October 20, 2017
Last night, when most of us were watching "TGIT" television or making plans for a beautiful October weekend, South County resident Jeff Kohler was 60 miles south in Potosi.
The Potosi Correctional Center, to be exact.
There, he and 23 other men from the region began the first night of a four-day retreat for 18 inmates at the facility. It's called Kairos Prison Ministry, and its mission is to bring the Christian faith inside the walls of the maximum security prison and provide an experience that often becomes transforming.
The Kairos Prison Ministry is a national movement with a state chapter, one in which Kohler, a retired CPA, has been involved with for three years. He is on his fourth retreat this weekend, and each experience is transformative for him, too.
"There isn't a more scary, sickening sound than those metal doors locking behind you," he said. "But as a Christian, I wanted a challenge to my faith, and I was called to this ministry."
I met Kohler, a parishioner of St. Mary Alacoque Catholic Church, a few weeks ago at a talk at my own parish. I almost didn't go; it was a Monday night and there's always something to occupy your time. But I thought it might be good to meet someone who looks first outside himself to make this world a better place — even if the world is inside prison walls.
Kohler, a burly man in his mid-50s, exuded a soft-spoken contentment and ease as he described the weekend. He described how the team is met at first with skepticism by the inmates, who question their motives for being there in the first place.

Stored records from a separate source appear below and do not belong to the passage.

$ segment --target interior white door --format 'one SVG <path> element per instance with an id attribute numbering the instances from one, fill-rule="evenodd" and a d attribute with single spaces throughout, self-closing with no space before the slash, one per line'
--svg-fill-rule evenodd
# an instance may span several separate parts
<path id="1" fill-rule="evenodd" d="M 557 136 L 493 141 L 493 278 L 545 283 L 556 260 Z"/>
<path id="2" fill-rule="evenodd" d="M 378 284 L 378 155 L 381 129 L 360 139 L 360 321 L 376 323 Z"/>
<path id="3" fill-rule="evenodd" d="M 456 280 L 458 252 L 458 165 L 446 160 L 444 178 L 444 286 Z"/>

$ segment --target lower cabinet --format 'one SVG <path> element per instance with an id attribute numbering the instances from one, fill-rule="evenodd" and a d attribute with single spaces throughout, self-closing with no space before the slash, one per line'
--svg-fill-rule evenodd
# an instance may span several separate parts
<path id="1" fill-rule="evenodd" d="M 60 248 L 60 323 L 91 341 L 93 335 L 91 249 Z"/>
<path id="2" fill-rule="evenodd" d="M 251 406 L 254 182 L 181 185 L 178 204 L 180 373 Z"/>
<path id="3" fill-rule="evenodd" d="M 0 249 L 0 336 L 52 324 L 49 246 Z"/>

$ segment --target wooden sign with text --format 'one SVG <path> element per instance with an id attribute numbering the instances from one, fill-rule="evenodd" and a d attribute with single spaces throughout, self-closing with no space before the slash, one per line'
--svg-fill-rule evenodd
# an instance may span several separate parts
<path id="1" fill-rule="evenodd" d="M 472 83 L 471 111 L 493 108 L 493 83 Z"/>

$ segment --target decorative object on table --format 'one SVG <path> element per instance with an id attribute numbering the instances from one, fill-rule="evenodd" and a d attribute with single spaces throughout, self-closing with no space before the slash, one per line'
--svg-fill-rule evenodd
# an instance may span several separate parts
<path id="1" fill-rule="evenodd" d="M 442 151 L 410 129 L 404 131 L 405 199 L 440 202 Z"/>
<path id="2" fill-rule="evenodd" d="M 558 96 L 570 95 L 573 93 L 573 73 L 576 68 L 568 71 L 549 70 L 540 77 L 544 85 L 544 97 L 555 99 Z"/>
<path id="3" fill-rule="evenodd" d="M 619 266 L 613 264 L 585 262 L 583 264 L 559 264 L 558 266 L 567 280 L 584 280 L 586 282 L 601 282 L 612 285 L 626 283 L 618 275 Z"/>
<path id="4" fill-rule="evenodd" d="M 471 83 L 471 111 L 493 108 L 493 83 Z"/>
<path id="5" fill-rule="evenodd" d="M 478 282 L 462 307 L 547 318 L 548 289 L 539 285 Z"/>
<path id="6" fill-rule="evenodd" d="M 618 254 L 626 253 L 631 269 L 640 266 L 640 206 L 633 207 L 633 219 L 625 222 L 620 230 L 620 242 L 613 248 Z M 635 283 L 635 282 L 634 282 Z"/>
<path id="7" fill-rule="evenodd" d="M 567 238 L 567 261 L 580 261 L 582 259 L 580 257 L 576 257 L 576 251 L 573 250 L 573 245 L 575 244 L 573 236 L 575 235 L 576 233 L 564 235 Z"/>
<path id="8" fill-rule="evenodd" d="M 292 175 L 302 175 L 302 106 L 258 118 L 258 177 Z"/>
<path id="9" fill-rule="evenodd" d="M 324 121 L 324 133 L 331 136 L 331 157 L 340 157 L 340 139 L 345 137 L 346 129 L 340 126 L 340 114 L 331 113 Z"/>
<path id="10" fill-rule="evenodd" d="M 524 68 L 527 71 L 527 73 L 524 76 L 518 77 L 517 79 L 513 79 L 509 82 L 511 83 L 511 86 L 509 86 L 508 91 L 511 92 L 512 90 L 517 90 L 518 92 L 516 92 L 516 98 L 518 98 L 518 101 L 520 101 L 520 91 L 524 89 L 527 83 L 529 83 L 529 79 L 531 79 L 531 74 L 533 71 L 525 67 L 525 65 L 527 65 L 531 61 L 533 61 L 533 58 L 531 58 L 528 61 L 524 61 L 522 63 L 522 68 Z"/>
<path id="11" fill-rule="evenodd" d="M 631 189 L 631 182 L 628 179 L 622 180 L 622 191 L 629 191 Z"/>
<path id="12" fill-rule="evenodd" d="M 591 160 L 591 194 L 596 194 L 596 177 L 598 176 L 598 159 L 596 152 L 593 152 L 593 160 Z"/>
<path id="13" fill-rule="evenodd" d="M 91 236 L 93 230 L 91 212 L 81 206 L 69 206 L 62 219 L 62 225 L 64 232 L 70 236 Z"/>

He told us how everyone is nervous when it starts; how members of rival gangs are grouped together and eye each other with contempt; how each weekend progresses through storytelling and prayer. He got emotional at times, too, when he described how it almost always ends with lives being changed.
"Almost all the men tell me they know why they are imprisoned," he said. "They choose to participate in the retreats because they want to be better people for the rest of their lives."
I couldn't help but be inspired by this one ordinary man doing this one extraordinary thing. He didn't come to our group asking for money; he just came to share his story. But the Kairos Prison Ministry, which has programs for inmates inside the walls, for families outside the prison, and a long-term mentoring program, does rely on donations.
More information on donating and the ministry itself can be found at www.missourikairos.org. In the meantime, Kohler and his team carry on, this very weekend.
"Never before have these men seen such an outpouring of love," Kohler said. "Forgiveness is powerful."